Tuesday, March 13, 2012

Thanks for reminding me.

I make a lot of mistakes. Perfection is completely unattainable. I'm not aiming to be perfect. I'm aiming to be a responsible, hard working person.
My boyfriend left me for 2 of my biggest flaws.
1. Running late & 2. Irresponsibility.
When we were together, I felt like shit constantly for it. It's like I couldn't ever get it right. I tried. Believe me I tried so hard. But no matter what, something always knocked me off track.
I lost heart. I needed to get shoved back into place by someone who would hold my hand and encourage me every step of the way.
Once in a while, when I had a break down, Devin would promise to be that person. It was all I wanted to hear cause I wanted him to be that person. But it all fell through within a couple days. Every single time.
I know Devin has my best interest in mind and he wants me to succeed, but he doesn't have what it takes from what I can see.
I need someone who won't get so easily frustrated.
When I'm supposed to be meeting with Devin at a certain time and I realize it's past that time, I write my day off as being crappy. By the time I'm with him, he's shut down. I can feel his disappointment radiating off him. If ever there's a time that I want to disappear, that'd be it.
Maybe I'm just a dreamer, but it'd make my day if he smiled and teased me about it, but still held my hand and told me I could do better next time.

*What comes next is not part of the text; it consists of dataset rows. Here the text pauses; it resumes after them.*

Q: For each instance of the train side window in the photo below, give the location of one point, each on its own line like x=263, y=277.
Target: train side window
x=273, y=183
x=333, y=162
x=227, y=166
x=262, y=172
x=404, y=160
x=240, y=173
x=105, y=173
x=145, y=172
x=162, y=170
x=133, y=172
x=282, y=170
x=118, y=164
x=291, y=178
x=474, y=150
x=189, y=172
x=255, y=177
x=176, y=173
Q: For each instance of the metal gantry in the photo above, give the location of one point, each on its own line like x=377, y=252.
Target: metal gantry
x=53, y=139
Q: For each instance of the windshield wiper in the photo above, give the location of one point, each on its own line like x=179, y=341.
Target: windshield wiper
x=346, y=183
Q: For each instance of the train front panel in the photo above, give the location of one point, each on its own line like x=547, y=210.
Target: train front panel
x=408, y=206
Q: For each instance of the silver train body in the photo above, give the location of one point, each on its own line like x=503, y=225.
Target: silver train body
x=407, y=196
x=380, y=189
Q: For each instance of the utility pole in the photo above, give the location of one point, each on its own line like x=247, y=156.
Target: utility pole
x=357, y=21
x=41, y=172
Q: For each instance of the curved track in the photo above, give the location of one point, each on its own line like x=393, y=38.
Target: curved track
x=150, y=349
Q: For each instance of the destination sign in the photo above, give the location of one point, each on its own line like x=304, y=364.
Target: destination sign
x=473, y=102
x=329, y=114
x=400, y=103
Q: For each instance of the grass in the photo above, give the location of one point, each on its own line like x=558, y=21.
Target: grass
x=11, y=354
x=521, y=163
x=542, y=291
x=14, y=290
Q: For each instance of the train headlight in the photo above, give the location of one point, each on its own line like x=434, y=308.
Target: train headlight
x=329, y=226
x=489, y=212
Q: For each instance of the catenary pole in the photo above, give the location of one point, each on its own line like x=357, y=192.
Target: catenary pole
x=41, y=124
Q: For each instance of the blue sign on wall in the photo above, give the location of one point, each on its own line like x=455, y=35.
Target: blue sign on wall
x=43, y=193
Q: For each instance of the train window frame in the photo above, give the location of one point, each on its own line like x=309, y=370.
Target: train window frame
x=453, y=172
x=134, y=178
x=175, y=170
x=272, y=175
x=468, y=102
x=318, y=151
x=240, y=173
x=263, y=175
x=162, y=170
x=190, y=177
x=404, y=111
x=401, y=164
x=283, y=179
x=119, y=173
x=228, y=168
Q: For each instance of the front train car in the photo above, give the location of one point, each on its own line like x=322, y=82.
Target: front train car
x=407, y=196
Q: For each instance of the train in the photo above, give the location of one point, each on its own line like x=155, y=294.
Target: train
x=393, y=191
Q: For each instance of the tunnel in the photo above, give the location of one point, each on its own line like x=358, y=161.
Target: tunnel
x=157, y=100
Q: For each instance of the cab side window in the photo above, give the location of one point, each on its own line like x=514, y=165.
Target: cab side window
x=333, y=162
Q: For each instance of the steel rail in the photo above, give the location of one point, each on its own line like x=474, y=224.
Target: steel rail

I don't respond well to constant criticism and teasing about my biggest weaknesses.

Last night, I got in a fight with my mom and brother. They're just like each other, so it's deadly when they team up. I got the complete run down of all my faults. I could've taken the test and aced it before they even opened their mouths. I know EXACTLY what I do wrong. I don't need someone to remind me again and again and again.

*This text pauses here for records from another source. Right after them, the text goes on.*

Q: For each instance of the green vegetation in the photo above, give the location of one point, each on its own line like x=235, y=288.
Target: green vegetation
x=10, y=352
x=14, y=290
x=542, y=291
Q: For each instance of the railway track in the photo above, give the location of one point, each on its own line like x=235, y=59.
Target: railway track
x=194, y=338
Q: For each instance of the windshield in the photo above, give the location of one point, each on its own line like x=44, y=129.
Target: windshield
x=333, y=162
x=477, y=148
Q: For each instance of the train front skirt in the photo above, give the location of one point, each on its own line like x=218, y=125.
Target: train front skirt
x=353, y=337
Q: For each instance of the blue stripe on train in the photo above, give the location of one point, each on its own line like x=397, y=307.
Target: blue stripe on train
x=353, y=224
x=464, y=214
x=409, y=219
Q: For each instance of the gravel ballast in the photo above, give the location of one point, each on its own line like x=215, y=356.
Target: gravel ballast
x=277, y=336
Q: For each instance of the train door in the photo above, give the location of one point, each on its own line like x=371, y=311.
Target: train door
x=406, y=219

I feel like I've hit a rut and I can't get out. I'll keep getting criticized until I can perfect myself. I can't seem to get it straight until someone takes my hand and leads me to the goal. The person I want to do that won't do it until I fix myself. I'm stuck in a vicious cycle.

I know I can do it alone. I'm a strong person. But I know in the process I'll leave a lot of people in the past. People that mean a lot to me. That breaks my heart.

1 comment:

  1. You're never alone. I know you said you hate relationship advice and you don't really respond to "everything will get better." But listen to me when I say this, God has a plan. He will weave people in and out of your life for reasons that we sometimes cannot understand.

    “Trust in the Lord with all your heart, and lean not on your own understanding; in all your ways acknowledge Him, and He shall direct your paths.” Proverbs 3:5

    I don't want to come off as preachy, but trust me. I know you're a Christian just like I am. Instead of focusing on your mistakes in the relationship, focus on what you've learned. Through my past relationships, I've learned above all; patience. Sometimes it's not clear. But take everything as a lesson. People make mistakes. WE ARE HUMAN. It's in our nature to make mistakes. If you think you're irresponsible, own up to it. You've admitted your mistakes. That's the first step into fixing them. I'm sorry you get your flaws thrown at you. That's uncool. The person that will take your hand is Him. Trust in HIM. He will lead you. Trust NOT on your OWN understanding.

    Break the cycle. I know you can do it. I'm sorry if I sound preachy, again. That is not my intention. I hope I did some good.